Recently, California Senator Sheila Kuehl lambasted Assembly member Laura Richardson of Long Beach for being homophobic.
The occasion? Richardson is one of 19 candidates running to replace the vacancy left by the untimely passing of Congresswoman Juanita Millender-McDonald. Richardson is considered the frontrunner in the campaign along with state Senator Jenny Oropeza.
In an e-mail, Kuehl denounced Richardson, who is black, and urged recipients to support Oropeza, who is Latino. Kuehl said, “Oropeza has long been a friend to the [lesbian, gay, bisexual and transgender] community,” and that Richardson’s earlier campaign mailers “were filled with homophobic hate speech so shocking that many of her biggest supporters withdrew their endorsements of her candidacy.”
The campaign mailers that Kuehl referenced were sent out over 10 years ago during Richardson’s 1996 Assembly run against Gerrie Schipske. The mailer accused her opponent of being “committed to the radical gay agenda” and “strongly backed by ultra liberal Santa Monica Assembly member Sheila Kuehl, the Assembly’s only openly gay member.”
Ten years ago was 10 years ago, and a lot can happen in that span of time, including education and a new sense of right and wrong. While the campaign mailers were nasty, Richardson is not who she was 10 years ago, and today she is supportive of gay and lesbian civil rights. I know because I asked her about this last year which is what prompted me to invite her to speak at the State of Black LGBT California, where Senator Kuehl was also a guest.
During the discussion, then Assembly candidate Richardson shared the story of her parents struggle with their inter-racial marriage during a time when it was unpopular. She compared the struggle of her parents to the gay community’s quest for the right to get married.
Now, mind you, Senator Kuehl was there as Richardson shared her story and discussed the mistakes that she’d made in the past regarding the gay community and where she was today.
Flash forward to a year later with a very controversial Congressional seat up for grabs that in some ways has pitted black voters against Latino voters, and enter the gay factor.
In California, more often than not, black politicians are labeled as homophobic until proven friendly, but the gay leadership is barking up the wrong tree with this one.

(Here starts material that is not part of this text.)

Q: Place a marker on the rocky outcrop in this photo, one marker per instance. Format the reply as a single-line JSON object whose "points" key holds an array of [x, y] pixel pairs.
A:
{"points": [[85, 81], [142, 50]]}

Us gays spend an incredible amount of time, energy and money on trying to change public opinion on our issues, primarily marriage. From ad campaigns to lobbyists, protests, and the like, we are all about changing the attitudes of Americans when it comes to our issues. But what happens when we succeed? What happens when we actually have an impact and we change the way someone views us or we cause someone to rethink their position on our issues? Richardson, like many of us have, had a change of heart, mind, and soul. We can’t continue to demonize her for something she did in the past that she has worked hard to make amends for while repairing damaged relationships. If we do, then we are the hypocrites, and not the Richardsons of the world.
Kuehl’s accusation was premature and only served to benefit her colleague and Richardson’s main opponent, Oropeza. Knowing that Oropeza already had the Latino vote, Kuehl’s letter served as the official nod for the LGBT community’s support, as well. But I’m here to say that not all gays will be supporting Oropeza and that there’s a significant number of black gays who know, love and admire Richardson’s commitment to the LGBT community. I am one of them. Not to mention the fact that gay and lesbian issues aren’t the end all in this race. As an African-American lesbian, I am also looking at sending someone to D.C. who is going to represent my concerns on the rising cost of health care, the economy, education funding, ending the war in Iraq, and Social Security.
The gay political leadership has a sorry track record for supporting African-American issues, and it seems that the only time the two worlds meet is when one is accusing the other of being homophobic. While the gays are screaming “marriage, marriage, marriage!” those of us in the African-American community, including black gays and lesbians, are screaming “jobs, affordable housing, education, and health care!” And at the end of the day, in California black politicians are more likely to support gays on their issues than gays are on black issues.
After years of hard work in the black community on behalf of black gays to bring our community together, Kuehl’s letter did nothing more than try create a larger divide between blacks and gays, and I’m not having it. We’ve worked too hard in our community to heal wounds and repair relationships to have it all go down the drain because the “powers that be” are ill-informed and misguided.
Stooping to the level of accusing Richardson of being homophobic crosses the line for me in this campaign and is a dirty low blow coming from California’s gay leadership. And while I am sure that there won’t be a race among the black political leadership to defend Assembly member Richardson, because this is still controversial issue for blacks. I, on the other hand, have no problem raising my voice as a member of the LGBT community in support of Richardson and urging others to do the same.